Outre des outils intégrés à des logiciels, il est possible de consulter les métadonnées C2PA d’un fichier en le téléversant via le site Content Credentials. Digimarc a par ailleurs développé un plugin sur Chrome avec cette fonctionnalité. 

Ces certificats de contenu ont des limites

Les «Content Credentials» se profilent-ils comme la panacée dans la lutte contre les deepfakes? On peut d’abord observer que le concept ne s'applique pour l'heure qu’au contenu visuel et audio-vidéo, et non à l’écrit produit par la GenAI. En outre, dans son annonce sur l’intégration de ces métadonnées au sein de ChatGPT et Dall-E, OpenAI évoque leurs limites, soulignant qu’elles «peuvent facilement être supprimées, accidentellement ou intentionnellement. Par exemple, la plupart des plateformes de médias sociaux suppriment aujourd'hui les métadonnées des images téléchargées, et des actions telles qu'une capture d'écran peuvent également les supprimer». 

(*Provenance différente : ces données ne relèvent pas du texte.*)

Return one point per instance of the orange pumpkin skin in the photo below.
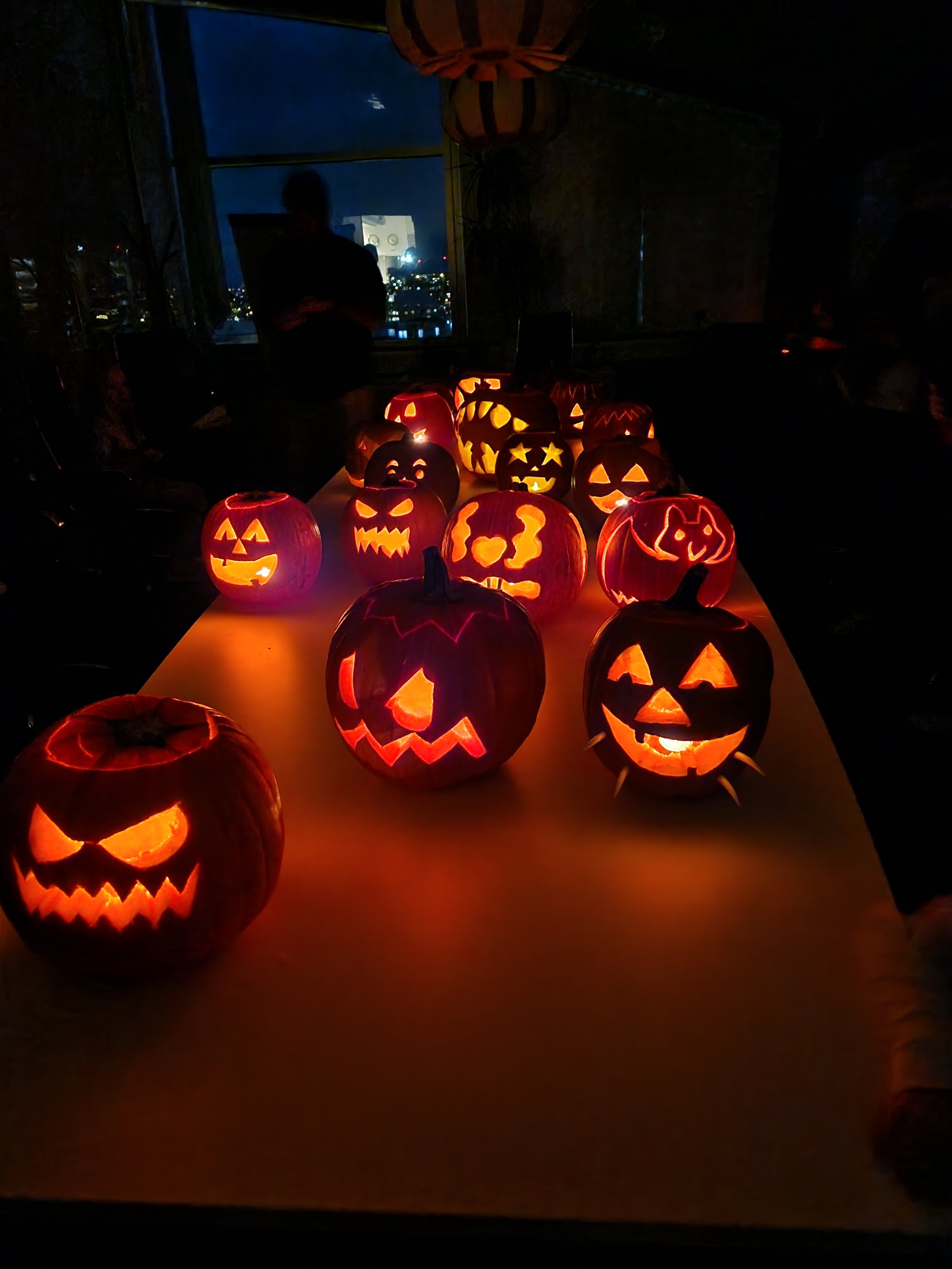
(262, 550)
(647, 548)
(140, 834)
(529, 546)
(431, 682)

VP Innovation de Digimarc (membre de la C2PA), Dominique Guinard, basé en Suisse romande, explique dans un blog sur Medium: «Les groupes de travail de la C2PA sont conscients de ces problèmes, et la spécification propose des moyens non normatifs (du moins pour l'instant) de créer des "liaisons douces" pour former des liens plus solides entre les biens numériques et les manifestes. L'une de ces solutions est un filigrane numérique qui, associé à un manifeste C2PA, crée un lien solide et bidirectionnel entre le bien et son manifeste. Le manifeste fait référence à l'image et, grâce au filigrane numérique, l'image fait référence au manifeste». 

Notons que des développements en cours vont précisément dans cette direction. Ainsi, Digimarc propose un outil gratuit permettant aux éditeurs de logiciels d'intégrer l'ajout de filigrane à leur solution. Par ailleurs, la dernière version des spécifications de C2PA permet d'indiquer dans les métadonnées qu'un filigrane a été ajouté au fichier.